Looking at solving:
$$\int_{0}^{2\pi}\frac{1}{\sqrt{2}-\cos x}\,dx \\$$
According to integral tables (such as this one) the solution is:
$$\frac{2}{\sqrt{a^2 – b^2}}\arctan\frac{\sqrt{a^2 – b^2}\tan(x/2) }{a+b}$$
$$a=\sqrt{2}, b=-1$$
$$\left.2\arctan\frac{2\tan(x/2) }{\sqrt{2}-1}\right\rvert_0^{2\pi}$$
Solving this equation for $x={2\pi}$ results in zero, and for $x=0$ results in zero, so the result is zero. Except I'm missing something here because the original function to be integrated is never less than zero, it oscillates between 0.414 and 2.414, so there must be net positive area under that curve.
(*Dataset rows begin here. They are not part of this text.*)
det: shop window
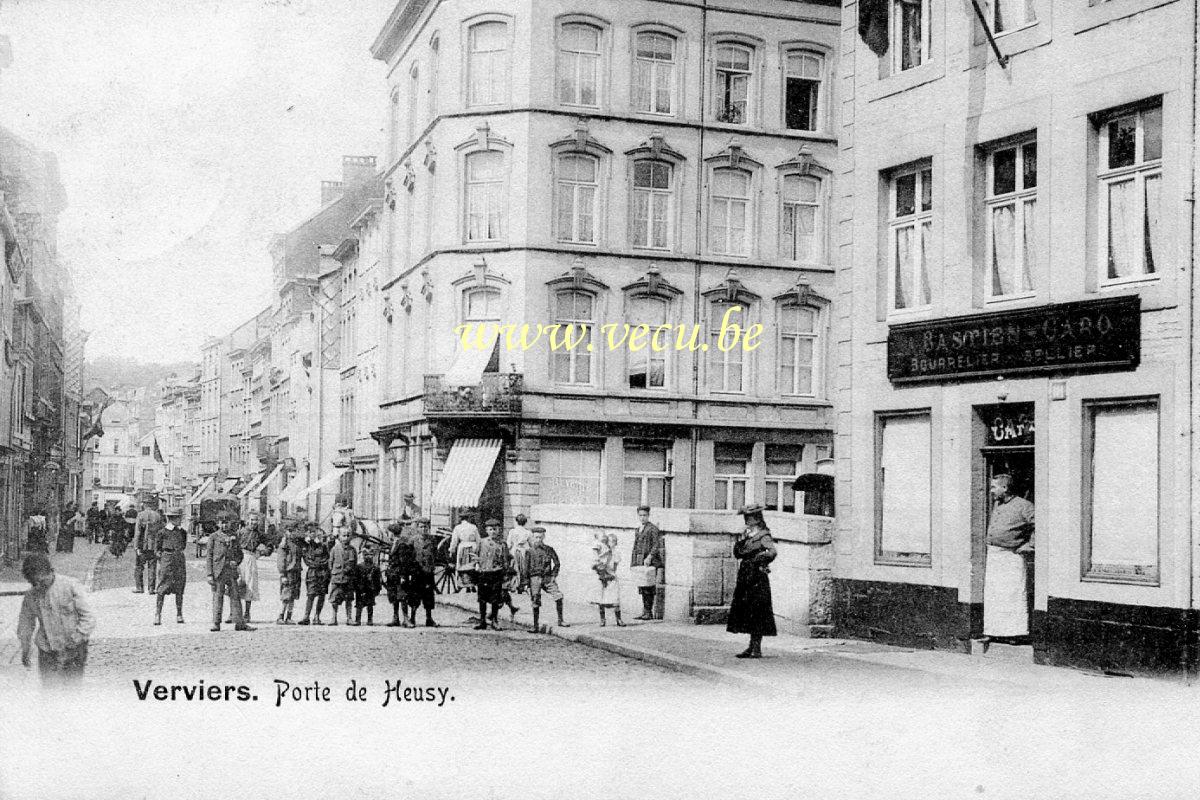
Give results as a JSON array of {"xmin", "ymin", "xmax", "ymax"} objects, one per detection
[
  {"xmin": 764, "ymin": 444, "xmax": 804, "ymax": 513},
  {"xmin": 888, "ymin": 167, "xmax": 934, "ymax": 311},
  {"xmin": 1084, "ymin": 399, "xmax": 1160, "ymax": 584},
  {"xmin": 634, "ymin": 31, "xmax": 676, "ymax": 114},
  {"xmin": 984, "ymin": 142, "xmax": 1038, "ymax": 300},
  {"xmin": 784, "ymin": 50, "xmax": 824, "ymax": 131},
  {"xmin": 1097, "ymin": 104, "xmax": 1166, "ymax": 284},
  {"xmin": 624, "ymin": 441, "xmax": 672, "ymax": 509},
  {"xmin": 875, "ymin": 414, "xmax": 932, "ymax": 566},
  {"xmin": 538, "ymin": 443, "xmax": 604, "ymax": 505},
  {"xmin": 713, "ymin": 441, "xmax": 751, "ymax": 511}
]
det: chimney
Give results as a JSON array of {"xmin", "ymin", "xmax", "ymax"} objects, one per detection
[
  {"xmin": 342, "ymin": 156, "xmax": 376, "ymax": 190},
  {"xmin": 320, "ymin": 181, "xmax": 342, "ymax": 205}
]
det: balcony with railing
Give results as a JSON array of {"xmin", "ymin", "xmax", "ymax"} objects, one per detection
[{"xmin": 425, "ymin": 372, "xmax": 524, "ymax": 417}]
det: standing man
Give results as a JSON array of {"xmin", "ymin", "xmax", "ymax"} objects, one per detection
[
  {"xmin": 983, "ymin": 475, "xmax": 1033, "ymax": 644},
  {"xmin": 154, "ymin": 509, "xmax": 187, "ymax": 625},
  {"xmin": 629, "ymin": 506, "xmax": 665, "ymax": 620},
  {"xmin": 17, "ymin": 553, "xmax": 96, "ymax": 680},
  {"xmin": 517, "ymin": 527, "xmax": 570, "ymax": 633},
  {"xmin": 475, "ymin": 519, "xmax": 512, "ymax": 631},
  {"xmin": 133, "ymin": 500, "xmax": 162, "ymax": 595},
  {"xmin": 208, "ymin": 511, "xmax": 254, "ymax": 631}
]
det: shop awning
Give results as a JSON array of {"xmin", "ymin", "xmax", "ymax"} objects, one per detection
[
  {"xmin": 431, "ymin": 439, "xmax": 500, "ymax": 509},
  {"xmin": 442, "ymin": 343, "xmax": 494, "ymax": 386},
  {"xmin": 292, "ymin": 467, "xmax": 350, "ymax": 503},
  {"xmin": 187, "ymin": 475, "xmax": 212, "ymax": 505}
]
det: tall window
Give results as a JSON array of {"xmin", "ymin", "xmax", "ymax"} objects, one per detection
[
  {"xmin": 634, "ymin": 31, "xmax": 676, "ymax": 114},
  {"xmin": 708, "ymin": 169, "xmax": 750, "ymax": 255},
  {"xmin": 708, "ymin": 302, "xmax": 749, "ymax": 392},
  {"xmin": 716, "ymin": 44, "xmax": 754, "ymax": 125},
  {"xmin": 538, "ymin": 443, "xmax": 604, "ymax": 505},
  {"xmin": 628, "ymin": 296, "xmax": 667, "ymax": 389},
  {"xmin": 467, "ymin": 22, "xmax": 509, "ymax": 106},
  {"xmin": 557, "ymin": 154, "xmax": 599, "ymax": 245},
  {"xmin": 631, "ymin": 161, "xmax": 673, "ymax": 249},
  {"xmin": 889, "ymin": 0, "xmax": 931, "ymax": 72},
  {"xmin": 888, "ymin": 167, "xmax": 934, "ymax": 311},
  {"xmin": 764, "ymin": 444, "xmax": 804, "ymax": 513},
  {"xmin": 784, "ymin": 50, "xmax": 824, "ymax": 131},
  {"xmin": 779, "ymin": 306, "xmax": 821, "ymax": 397},
  {"xmin": 875, "ymin": 414, "xmax": 934, "ymax": 564},
  {"xmin": 779, "ymin": 175, "xmax": 824, "ymax": 264},
  {"xmin": 551, "ymin": 291, "xmax": 595, "ymax": 384},
  {"xmin": 466, "ymin": 150, "xmax": 506, "ymax": 241},
  {"xmin": 558, "ymin": 23, "xmax": 600, "ymax": 107},
  {"xmin": 985, "ymin": 142, "xmax": 1038, "ymax": 299},
  {"xmin": 991, "ymin": 0, "xmax": 1038, "ymax": 34},
  {"xmin": 1097, "ymin": 106, "xmax": 1165, "ymax": 283},
  {"xmin": 713, "ymin": 441, "xmax": 750, "ymax": 510},
  {"xmin": 624, "ymin": 441, "xmax": 671, "ymax": 509}
]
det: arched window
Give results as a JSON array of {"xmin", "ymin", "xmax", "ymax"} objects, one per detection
[
  {"xmin": 464, "ymin": 150, "xmax": 505, "ymax": 242},
  {"xmin": 630, "ymin": 160, "xmax": 674, "ymax": 249},
  {"xmin": 634, "ymin": 31, "xmax": 677, "ymax": 114},
  {"xmin": 467, "ymin": 22, "xmax": 509, "ymax": 106},
  {"xmin": 558, "ymin": 23, "xmax": 600, "ymax": 108},
  {"xmin": 708, "ymin": 300, "xmax": 750, "ymax": 392},
  {"xmin": 626, "ymin": 295, "xmax": 670, "ymax": 389},
  {"xmin": 708, "ymin": 169, "xmax": 750, "ymax": 255},
  {"xmin": 551, "ymin": 289, "xmax": 595, "ymax": 384},
  {"xmin": 779, "ymin": 175, "xmax": 824, "ymax": 264},
  {"xmin": 556, "ymin": 152, "xmax": 600, "ymax": 245},
  {"xmin": 779, "ymin": 303, "xmax": 821, "ymax": 397}
]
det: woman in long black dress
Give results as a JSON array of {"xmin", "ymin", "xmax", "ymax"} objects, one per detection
[{"xmin": 725, "ymin": 505, "xmax": 778, "ymax": 658}]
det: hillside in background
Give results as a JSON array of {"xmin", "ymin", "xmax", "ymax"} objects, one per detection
[{"xmin": 84, "ymin": 356, "xmax": 199, "ymax": 391}]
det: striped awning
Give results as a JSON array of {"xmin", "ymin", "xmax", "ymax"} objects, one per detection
[
  {"xmin": 431, "ymin": 439, "xmax": 500, "ymax": 509},
  {"xmin": 187, "ymin": 475, "xmax": 212, "ymax": 505}
]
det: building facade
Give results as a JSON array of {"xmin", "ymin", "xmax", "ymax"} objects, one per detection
[
  {"xmin": 834, "ymin": 0, "xmax": 1196, "ymax": 672},
  {"xmin": 369, "ymin": 0, "xmax": 840, "ymax": 532}
]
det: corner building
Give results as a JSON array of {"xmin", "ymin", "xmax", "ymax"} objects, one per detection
[
  {"xmin": 834, "ymin": 0, "xmax": 1196, "ymax": 674},
  {"xmin": 373, "ymin": 0, "xmax": 840, "ymax": 525}
]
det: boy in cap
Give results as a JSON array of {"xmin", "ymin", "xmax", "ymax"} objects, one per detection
[{"xmin": 517, "ymin": 525, "xmax": 570, "ymax": 633}]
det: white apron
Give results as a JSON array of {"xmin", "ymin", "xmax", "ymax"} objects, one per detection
[{"xmin": 983, "ymin": 545, "xmax": 1030, "ymax": 636}]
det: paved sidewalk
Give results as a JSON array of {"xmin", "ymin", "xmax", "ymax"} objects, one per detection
[{"xmin": 438, "ymin": 593, "xmax": 1183, "ymax": 696}]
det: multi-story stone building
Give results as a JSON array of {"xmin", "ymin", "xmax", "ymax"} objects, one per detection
[
  {"xmin": 369, "ymin": 0, "xmax": 845, "ymax": 524},
  {"xmin": 834, "ymin": 0, "xmax": 1198, "ymax": 672}
]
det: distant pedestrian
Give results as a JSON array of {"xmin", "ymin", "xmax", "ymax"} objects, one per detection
[
  {"xmin": 475, "ymin": 519, "xmax": 512, "ymax": 631},
  {"xmin": 629, "ymin": 506, "xmax": 665, "ymax": 619},
  {"xmin": 208, "ymin": 511, "xmax": 254, "ymax": 631},
  {"xmin": 298, "ymin": 523, "xmax": 329, "ymax": 625},
  {"xmin": 725, "ymin": 504, "xmax": 776, "ymax": 658},
  {"xmin": 354, "ymin": 542, "xmax": 383, "ymax": 625},
  {"xmin": 154, "ymin": 509, "xmax": 187, "ymax": 625},
  {"xmin": 133, "ymin": 503, "xmax": 162, "ymax": 594},
  {"xmin": 17, "ymin": 553, "xmax": 96, "ymax": 682},
  {"xmin": 275, "ymin": 523, "xmax": 304, "ymax": 625},
  {"xmin": 329, "ymin": 527, "xmax": 359, "ymax": 625},
  {"xmin": 592, "ymin": 534, "xmax": 625, "ymax": 627},
  {"xmin": 517, "ymin": 525, "xmax": 570, "ymax": 633}
]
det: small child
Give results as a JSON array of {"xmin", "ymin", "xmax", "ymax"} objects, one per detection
[{"xmin": 354, "ymin": 542, "xmax": 383, "ymax": 625}]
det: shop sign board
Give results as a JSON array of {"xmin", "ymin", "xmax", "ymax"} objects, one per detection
[{"xmin": 888, "ymin": 295, "xmax": 1141, "ymax": 384}]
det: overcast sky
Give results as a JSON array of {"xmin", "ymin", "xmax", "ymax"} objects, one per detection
[{"xmin": 0, "ymin": 0, "xmax": 390, "ymax": 361}]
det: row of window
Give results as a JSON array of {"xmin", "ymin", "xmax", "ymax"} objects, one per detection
[
  {"xmin": 462, "ymin": 288, "xmax": 827, "ymax": 397},
  {"xmin": 392, "ymin": 16, "xmax": 829, "ymax": 151},
  {"xmin": 875, "ymin": 397, "xmax": 1160, "ymax": 583},
  {"xmin": 451, "ymin": 150, "xmax": 830, "ymax": 265},
  {"xmin": 887, "ymin": 102, "xmax": 1165, "ymax": 311}
]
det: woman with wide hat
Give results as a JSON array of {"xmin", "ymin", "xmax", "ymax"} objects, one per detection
[{"xmin": 725, "ymin": 504, "xmax": 776, "ymax": 658}]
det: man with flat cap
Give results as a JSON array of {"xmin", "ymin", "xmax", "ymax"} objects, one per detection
[
  {"xmin": 154, "ymin": 507, "xmax": 187, "ymax": 625},
  {"xmin": 629, "ymin": 506, "xmax": 665, "ymax": 620}
]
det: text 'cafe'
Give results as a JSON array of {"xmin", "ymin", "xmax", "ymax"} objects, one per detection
[{"xmin": 834, "ymin": 296, "xmax": 1196, "ymax": 674}]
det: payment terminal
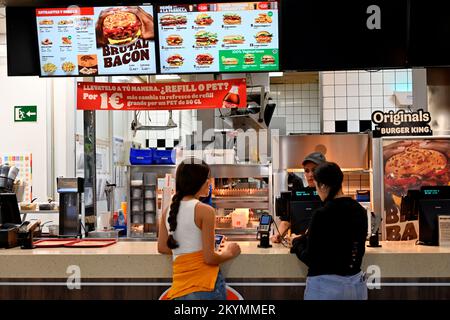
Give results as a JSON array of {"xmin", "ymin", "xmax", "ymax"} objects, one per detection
[{"xmin": 256, "ymin": 214, "xmax": 272, "ymax": 248}]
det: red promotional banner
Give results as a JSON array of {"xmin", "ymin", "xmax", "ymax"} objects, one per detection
[{"xmin": 77, "ymin": 79, "xmax": 247, "ymax": 111}]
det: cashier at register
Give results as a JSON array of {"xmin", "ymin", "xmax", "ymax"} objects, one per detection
[{"xmin": 270, "ymin": 152, "xmax": 327, "ymax": 243}]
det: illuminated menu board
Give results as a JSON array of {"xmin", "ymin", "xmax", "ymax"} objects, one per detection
[
  {"xmin": 157, "ymin": 1, "xmax": 279, "ymax": 73},
  {"xmin": 36, "ymin": 5, "xmax": 156, "ymax": 76}
]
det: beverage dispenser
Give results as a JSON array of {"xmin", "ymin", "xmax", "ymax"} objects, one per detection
[{"xmin": 56, "ymin": 178, "xmax": 84, "ymax": 236}]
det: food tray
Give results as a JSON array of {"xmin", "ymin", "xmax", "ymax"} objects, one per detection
[
  {"xmin": 64, "ymin": 239, "xmax": 117, "ymax": 248},
  {"xmin": 33, "ymin": 238, "xmax": 79, "ymax": 248}
]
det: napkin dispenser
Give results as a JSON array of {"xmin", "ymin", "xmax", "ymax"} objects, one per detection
[{"xmin": 0, "ymin": 223, "xmax": 19, "ymax": 249}]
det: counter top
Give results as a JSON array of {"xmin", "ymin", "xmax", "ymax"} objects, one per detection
[{"xmin": 0, "ymin": 241, "xmax": 450, "ymax": 279}]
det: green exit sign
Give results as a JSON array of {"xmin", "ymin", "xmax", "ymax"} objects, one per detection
[{"xmin": 14, "ymin": 106, "xmax": 37, "ymax": 122}]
Another way to solve this integral is to transform it to a complex line integral, using residues and getting a result of ${2\pi}$
$$\int_{0}^{2\pi}\frac{1}{\sqrt{2}-\cos x}\,dx = {2\pi}\\$$
Why doesn't the table of integrals get the same result?
Best Answer
The tangent function is not defined for all real inputs, it has poles at arguments in the set $\pi/2+\pi\mathbb{Z}$. For this reason, the solution written down is only an antiderivative for your integrand on the interval it is defined. The largest such interval containing $0$ for which the given antiderivative is well-defined is $(-\pi,\pi)$. So, you cannot apply the fundamental theorem of calculus to this integrand for the interval $[0,2\pi]$.